The war between Russia and the Chechen separatist forces, from December 1994 to August 1996, was a key moment in Russian and even world history, shedding a stark light on the end of Russia as a great military and imperial power. Anatol Lieven, a distinguished writer and political commentator, was a correspondent for the London Times in the former Soviet Union from 1990 to 1996 and was commended for his coverage of the Chechen War by the British Press Association.
In this major new work of history and analysis, Lieven sets Russia's humiliation at the hands of a tiny group of badly organized guerrillas in a plausible framework for the first time. He offers both a riveting eyewitness account of the war itself and a sophisticated and multifaceted explanation for the Russian defeat.
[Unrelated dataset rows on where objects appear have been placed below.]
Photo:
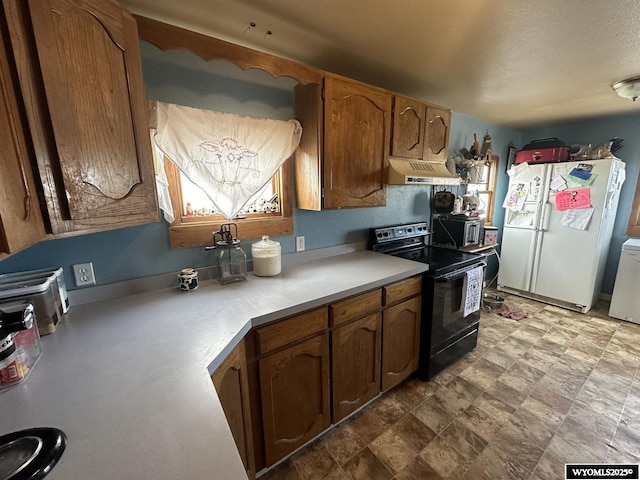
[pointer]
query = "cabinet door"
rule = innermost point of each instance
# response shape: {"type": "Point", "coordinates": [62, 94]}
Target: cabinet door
{"type": "Point", "coordinates": [408, 128]}
{"type": "Point", "coordinates": [355, 353]}
{"type": "Point", "coordinates": [357, 133]}
{"type": "Point", "coordinates": [21, 222]}
{"type": "Point", "coordinates": [400, 342]}
{"type": "Point", "coordinates": [437, 134]}
{"type": "Point", "coordinates": [294, 384]}
{"type": "Point", "coordinates": [232, 384]}
{"type": "Point", "coordinates": [80, 71]}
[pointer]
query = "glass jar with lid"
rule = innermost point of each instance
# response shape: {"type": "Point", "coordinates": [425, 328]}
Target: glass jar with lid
{"type": "Point", "coordinates": [266, 257]}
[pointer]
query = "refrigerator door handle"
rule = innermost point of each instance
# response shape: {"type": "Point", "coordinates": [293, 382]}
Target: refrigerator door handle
{"type": "Point", "coordinates": [546, 215]}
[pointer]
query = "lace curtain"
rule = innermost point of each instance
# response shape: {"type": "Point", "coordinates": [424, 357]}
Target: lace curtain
{"type": "Point", "coordinates": [230, 157]}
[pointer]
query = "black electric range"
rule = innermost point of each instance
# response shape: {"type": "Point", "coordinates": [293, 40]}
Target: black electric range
{"type": "Point", "coordinates": [447, 332]}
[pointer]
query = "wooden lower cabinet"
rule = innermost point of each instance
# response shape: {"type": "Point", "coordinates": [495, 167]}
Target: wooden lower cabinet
{"type": "Point", "coordinates": [400, 341]}
{"type": "Point", "coordinates": [295, 395]}
{"type": "Point", "coordinates": [231, 382]}
{"type": "Point", "coordinates": [355, 355]}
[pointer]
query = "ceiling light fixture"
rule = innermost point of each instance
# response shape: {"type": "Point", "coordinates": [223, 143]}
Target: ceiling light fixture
{"type": "Point", "coordinates": [629, 88]}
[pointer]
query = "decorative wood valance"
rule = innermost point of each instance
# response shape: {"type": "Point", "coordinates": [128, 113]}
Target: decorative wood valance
{"type": "Point", "coordinates": [167, 37]}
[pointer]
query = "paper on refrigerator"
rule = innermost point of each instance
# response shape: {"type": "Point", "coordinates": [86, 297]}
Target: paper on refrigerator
{"type": "Point", "coordinates": [577, 218]}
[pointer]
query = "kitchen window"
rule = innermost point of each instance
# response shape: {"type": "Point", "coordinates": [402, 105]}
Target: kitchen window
{"type": "Point", "coordinates": [268, 213]}
{"type": "Point", "coordinates": [481, 186]}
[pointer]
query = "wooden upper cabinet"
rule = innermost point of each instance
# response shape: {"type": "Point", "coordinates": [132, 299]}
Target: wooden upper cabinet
{"type": "Point", "coordinates": [81, 77]}
{"type": "Point", "coordinates": [342, 159]}
{"type": "Point", "coordinates": [407, 140]}
{"type": "Point", "coordinates": [21, 223]}
{"type": "Point", "coordinates": [437, 133]}
{"type": "Point", "coordinates": [633, 229]}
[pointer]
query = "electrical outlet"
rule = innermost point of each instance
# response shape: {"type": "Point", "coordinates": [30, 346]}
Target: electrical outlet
{"type": "Point", "coordinates": [84, 274]}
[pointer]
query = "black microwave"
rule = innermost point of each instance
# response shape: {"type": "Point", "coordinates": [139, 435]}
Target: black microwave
{"type": "Point", "coordinates": [457, 231]}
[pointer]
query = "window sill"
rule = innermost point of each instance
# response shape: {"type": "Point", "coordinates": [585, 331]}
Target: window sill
{"type": "Point", "coordinates": [201, 234]}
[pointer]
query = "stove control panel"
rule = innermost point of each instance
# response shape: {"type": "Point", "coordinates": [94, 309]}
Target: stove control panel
{"type": "Point", "coordinates": [399, 232]}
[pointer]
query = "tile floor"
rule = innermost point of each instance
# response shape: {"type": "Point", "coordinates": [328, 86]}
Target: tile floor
{"type": "Point", "coordinates": [556, 387]}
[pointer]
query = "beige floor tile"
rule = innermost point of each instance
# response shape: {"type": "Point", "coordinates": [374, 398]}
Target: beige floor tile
{"type": "Point", "coordinates": [414, 432]}
{"type": "Point", "coordinates": [627, 439]}
{"type": "Point", "coordinates": [517, 444]}
{"type": "Point", "coordinates": [446, 461]}
{"type": "Point", "coordinates": [388, 409]}
{"type": "Point", "coordinates": [433, 416]}
{"type": "Point", "coordinates": [367, 425]}
{"type": "Point", "coordinates": [315, 462]}
{"type": "Point", "coordinates": [576, 443]}
{"type": "Point", "coordinates": [498, 410]}
{"type": "Point", "coordinates": [343, 442]}
{"type": "Point", "coordinates": [284, 471]}
{"type": "Point", "coordinates": [393, 451]}
{"type": "Point", "coordinates": [493, 465]}
{"type": "Point", "coordinates": [418, 468]}
{"type": "Point", "coordinates": [366, 466]}
{"type": "Point", "coordinates": [549, 467]}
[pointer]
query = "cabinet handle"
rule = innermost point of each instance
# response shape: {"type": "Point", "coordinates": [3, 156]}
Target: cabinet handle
{"type": "Point", "coordinates": [27, 193]}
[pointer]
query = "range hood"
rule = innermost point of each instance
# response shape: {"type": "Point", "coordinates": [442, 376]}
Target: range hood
{"type": "Point", "coordinates": [420, 172]}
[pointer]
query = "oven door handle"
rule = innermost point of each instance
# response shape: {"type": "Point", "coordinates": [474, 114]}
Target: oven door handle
{"type": "Point", "coordinates": [457, 274]}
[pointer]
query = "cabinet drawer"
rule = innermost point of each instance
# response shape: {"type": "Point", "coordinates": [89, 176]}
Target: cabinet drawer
{"type": "Point", "coordinates": [404, 289]}
{"type": "Point", "coordinates": [291, 330]}
{"type": "Point", "coordinates": [354, 307]}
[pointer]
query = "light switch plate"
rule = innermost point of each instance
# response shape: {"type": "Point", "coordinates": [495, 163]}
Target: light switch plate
{"type": "Point", "coordinates": [84, 274]}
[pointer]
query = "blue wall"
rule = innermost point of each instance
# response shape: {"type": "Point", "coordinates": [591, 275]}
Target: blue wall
{"type": "Point", "coordinates": [596, 132]}
{"type": "Point", "coordinates": [179, 77]}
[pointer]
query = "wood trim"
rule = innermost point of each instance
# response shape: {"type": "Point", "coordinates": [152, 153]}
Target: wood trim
{"type": "Point", "coordinates": [293, 329]}
{"type": "Point", "coordinates": [193, 233]}
{"type": "Point", "coordinates": [304, 368]}
{"type": "Point", "coordinates": [166, 37]}
{"type": "Point", "coordinates": [354, 307]}
{"type": "Point", "coordinates": [356, 364]}
{"type": "Point", "coordinates": [400, 342]}
{"type": "Point", "coordinates": [633, 228]}
{"type": "Point", "coordinates": [400, 290]}
{"type": "Point", "coordinates": [232, 385]}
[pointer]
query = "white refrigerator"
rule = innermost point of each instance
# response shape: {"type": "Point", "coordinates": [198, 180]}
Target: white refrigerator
{"type": "Point", "coordinates": [552, 251]}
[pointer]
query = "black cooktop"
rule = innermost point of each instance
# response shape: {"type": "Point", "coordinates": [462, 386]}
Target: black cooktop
{"type": "Point", "coordinates": [409, 241]}
{"type": "Point", "coordinates": [441, 259]}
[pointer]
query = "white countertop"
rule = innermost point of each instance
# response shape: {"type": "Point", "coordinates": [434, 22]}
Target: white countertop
{"type": "Point", "coordinates": [128, 380]}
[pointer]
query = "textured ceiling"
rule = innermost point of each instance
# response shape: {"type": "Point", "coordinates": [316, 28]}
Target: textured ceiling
{"type": "Point", "coordinates": [517, 63]}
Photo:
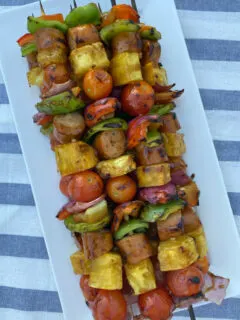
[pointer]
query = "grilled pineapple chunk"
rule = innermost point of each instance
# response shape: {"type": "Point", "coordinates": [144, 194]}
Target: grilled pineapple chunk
{"type": "Point", "coordinates": [141, 276]}
{"type": "Point", "coordinates": [106, 272]}
{"type": "Point", "coordinates": [177, 253]}
{"type": "Point", "coordinates": [153, 74]}
{"type": "Point", "coordinates": [154, 175]}
{"type": "Point", "coordinates": [79, 263]}
{"type": "Point", "coordinates": [125, 68]}
{"type": "Point", "coordinates": [174, 144]}
{"type": "Point", "coordinates": [116, 167]}
{"type": "Point", "coordinates": [75, 157]}
{"type": "Point", "coordinates": [87, 57]}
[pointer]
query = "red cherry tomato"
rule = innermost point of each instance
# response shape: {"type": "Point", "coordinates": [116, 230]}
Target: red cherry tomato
{"type": "Point", "coordinates": [110, 305]}
{"type": "Point", "coordinates": [137, 98]}
{"type": "Point", "coordinates": [156, 304]}
{"type": "Point", "coordinates": [85, 186]}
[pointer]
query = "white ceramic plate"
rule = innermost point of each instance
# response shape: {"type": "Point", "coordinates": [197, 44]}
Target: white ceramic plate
{"type": "Point", "coordinates": [214, 210]}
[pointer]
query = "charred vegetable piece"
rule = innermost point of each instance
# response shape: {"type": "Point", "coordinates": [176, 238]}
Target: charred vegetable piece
{"type": "Point", "coordinates": [125, 210]}
{"type": "Point", "coordinates": [109, 32]}
{"type": "Point", "coordinates": [190, 193]}
{"type": "Point", "coordinates": [95, 244]}
{"type": "Point", "coordinates": [100, 110]}
{"type": "Point", "coordinates": [154, 175]}
{"type": "Point", "coordinates": [141, 276]}
{"type": "Point", "coordinates": [130, 226]}
{"type": "Point", "coordinates": [75, 157]}
{"type": "Point", "coordinates": [126, 68]}
{"type": "Point", "coordinates": [109, 124]}
{"type": "Point", "coordinates": [110, 144]}
{"type": "Point", "coordinates": [60, 104]}
{"type": "Point", "coordinates": [87, 57]}
{"type": "Point", "coordinates": [152, 213]}
{"type": "Point", "coordinates": [174, 144]}
{"type": "Point", "coordinates": [106, 272]}
{"type": "Point", "coordinates": [171, 227]}
{"type": "Point", "coordinates": [177, 253]}
{"type": "Point", "coordinates": [135, 248]}
{"type": "Point", "coordinates": [86, 227]}
{"type": "Point", "coordinates": [80, 264]}
{"type": "Point", "coordinates": [84, 15]}
{"type": "Point", "coordinates": [35, 24]}
{"type": "Point", "coordinates": [116, 167]}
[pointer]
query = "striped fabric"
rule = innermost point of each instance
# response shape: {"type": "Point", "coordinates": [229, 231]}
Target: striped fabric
{"type": "Point", "coordinates": [27, 288]}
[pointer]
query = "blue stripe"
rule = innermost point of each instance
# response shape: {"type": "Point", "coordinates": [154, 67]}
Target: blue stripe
{"type": "Point", "coordinates": [9, 143]}
{"type": "Point", "coordinates": [230, 309]}
{"type": "Point", "coordinates": [3, 94]}
{"type": "Point", "coordinates": [29, 300]}
{"type": "Point", "coordinates": [23, 247]}
{"type": "Point", "coordinates": [209, 5]}
{"type": "Point", "coordinates": [14, 193]}
{"type": "Point", "coordinates": [220, 99]}
{"type": "Point", "coordinates": [228, 150]}
{"type": "Point", "coordinates": [234, 198]}
{"type": "Point", "coordinates": [215, 50]}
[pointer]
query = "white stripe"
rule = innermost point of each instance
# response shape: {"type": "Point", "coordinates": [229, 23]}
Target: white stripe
{"type": "Point", "coordinates": [9, 314]}
{"type": "Point", "coordinates": [26, 273]}
{"type": "Point", "coordinates": [19, 220]}
{"type": "Point", "coordinates": [221, 75]}
{"type": "Point", "coordinates": [6, 119]}
{"type": "Point", "coordinates": [231, 175]}
{"type": "Point", "coordinates": [224, 125]}
{"type": "Point", "coordinates": [210, 25]}
{"type": "Point", "coordinates": [13, 169]}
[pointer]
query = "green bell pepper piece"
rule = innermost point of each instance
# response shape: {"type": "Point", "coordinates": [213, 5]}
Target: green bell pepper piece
{"type": "Point", "coordinates": [109, 124]}
{"type": "Point", "coordinates": [162, 109]}
{"type": "Point", "coordinates": [60, 104]}
{"type": "Point", "coordinates": [84, 226]}
{"type": "Point", "coordinates": [35, 24]}
{"type": "Point", "coordinates": [28, 48]}
{"type": "Point", "coordinates": [151, 212]}
{"type": "Point", "coordinates": [110, 31]}
{"type": "Point", "coordinates": [130, 226]}
{"type": "Point", "coordinates": [151, 34]}
{"type": "Point", "coordinates": [84, 15]}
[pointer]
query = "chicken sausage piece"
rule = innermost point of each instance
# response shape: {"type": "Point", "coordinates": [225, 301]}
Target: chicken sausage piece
{"type": "Point", "coordinates": [81, 35]}
{"type": "Point", "coordinates": [110, 144]}
{"type": "Point", "coordinates": [135, 248]}
{"type": "Point", "coordinates": [96, 244]}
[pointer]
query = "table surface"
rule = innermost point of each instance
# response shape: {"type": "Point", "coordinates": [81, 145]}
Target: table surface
{"type": "Point", "coordinates": [27, 288]}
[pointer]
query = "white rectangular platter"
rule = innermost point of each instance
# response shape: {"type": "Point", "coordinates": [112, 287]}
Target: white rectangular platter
{"type": "Point", "coordinates": [214, 210]}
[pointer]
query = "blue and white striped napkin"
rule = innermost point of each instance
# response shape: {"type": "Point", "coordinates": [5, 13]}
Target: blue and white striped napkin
{"type": "Point", "coordinates": [27, 288]}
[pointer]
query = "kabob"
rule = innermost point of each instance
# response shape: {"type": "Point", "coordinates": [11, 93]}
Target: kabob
{"type": "Point", "coordinates": [131, 208]}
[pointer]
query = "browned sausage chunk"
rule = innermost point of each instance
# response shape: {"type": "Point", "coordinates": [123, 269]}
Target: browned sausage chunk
{"type": "Point", "coordinates": [126, 42]}
{"type": "Point", "coordinates": [150, 155]}
{"type": "Point", "coordinates": [135, 248]}
{"type": "Point", "coordinates": [110, 144]}
{"type": "Point", "coordinates": [50, 38]}
{"type": "Point", "coordinates": [81, 35]}
{"type": "Point", "coordinates": [151, 52]}
{"type": "Point", "coordinates": [96, 244]}
{"type": "Point", "coordinates": [171, 227]}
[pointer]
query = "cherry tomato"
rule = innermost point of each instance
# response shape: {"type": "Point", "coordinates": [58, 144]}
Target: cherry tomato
{"type": "Point", "coordinates": [88, 292]}
{"type": "Point", "coordinates": [121, 189]}
{"type": "Point", "coordinates": [156, 304]}
{"type": "Point", "coordinates": [110, 305]}
{"type": "Point", "coordinates": [85, 186]}
{"type": "Point", "coordinates": [185, 282]}
{"type": "Point", "coordinates": [63, 185]}
{"type": "Point", "coordinates": [97, 84]}
{"type": "Point", "coordinates": [137, 98]}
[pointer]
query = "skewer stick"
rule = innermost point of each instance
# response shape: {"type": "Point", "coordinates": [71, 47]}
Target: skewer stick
{"type": "Point", "coordinates": [41, 8]}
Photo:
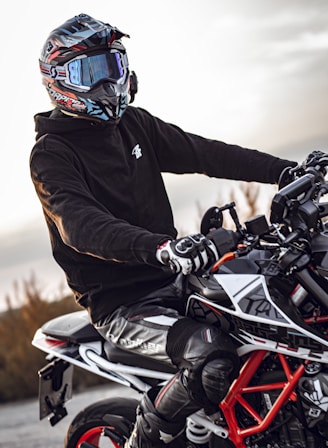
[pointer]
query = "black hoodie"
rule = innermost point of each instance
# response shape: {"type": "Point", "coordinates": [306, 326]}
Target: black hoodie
{"type": "Point", "coordinates": [105, 203]}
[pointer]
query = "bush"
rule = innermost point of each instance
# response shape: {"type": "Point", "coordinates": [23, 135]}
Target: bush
{"type": "Point", "coordinates": [19, 360]}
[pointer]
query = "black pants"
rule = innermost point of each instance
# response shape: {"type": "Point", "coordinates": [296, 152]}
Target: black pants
{"type": "Point", "coordinates": [156, 327]}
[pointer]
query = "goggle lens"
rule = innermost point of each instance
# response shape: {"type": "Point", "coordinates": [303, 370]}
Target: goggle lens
{"type": "Point", "coordinates": [87, 71]}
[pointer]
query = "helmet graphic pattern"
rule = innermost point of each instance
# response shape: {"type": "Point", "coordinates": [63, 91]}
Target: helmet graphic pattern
{"type": "Point", "coordinates": [78, 38]}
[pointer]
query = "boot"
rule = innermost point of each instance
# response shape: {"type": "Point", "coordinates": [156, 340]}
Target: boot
{"type": "Point", "coordinates": [161, 415]}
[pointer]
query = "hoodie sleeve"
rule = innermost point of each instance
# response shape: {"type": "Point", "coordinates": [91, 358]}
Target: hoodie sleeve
{"type": "Point", "coordinates": [83, 223]}
{"type": "Point", "coordinates": [192, 153]}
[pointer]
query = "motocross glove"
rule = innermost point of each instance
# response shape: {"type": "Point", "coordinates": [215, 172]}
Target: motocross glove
{"type": "Point", "coordinates": [188, 254]}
Highlighting the numerous ways in which Russian society and culture differ today from the simplistic stereotypes still current in much of Western analysis, he explores the reasons for the current weakness of Russian nationalism both within the country and among the Russian diaspora.
In the final part of the book Lieven examines the Chechen tradition, providing the first in-depth anthropological portrait in English of this extraordinary fighting people. In his representation of the character of the Chechen nation, Lieven contributes to the continuing debate between -constructivist- and -primordialist- theories of the origins of nationalism and examines the role of both historical experience and religion in the formation of national identity.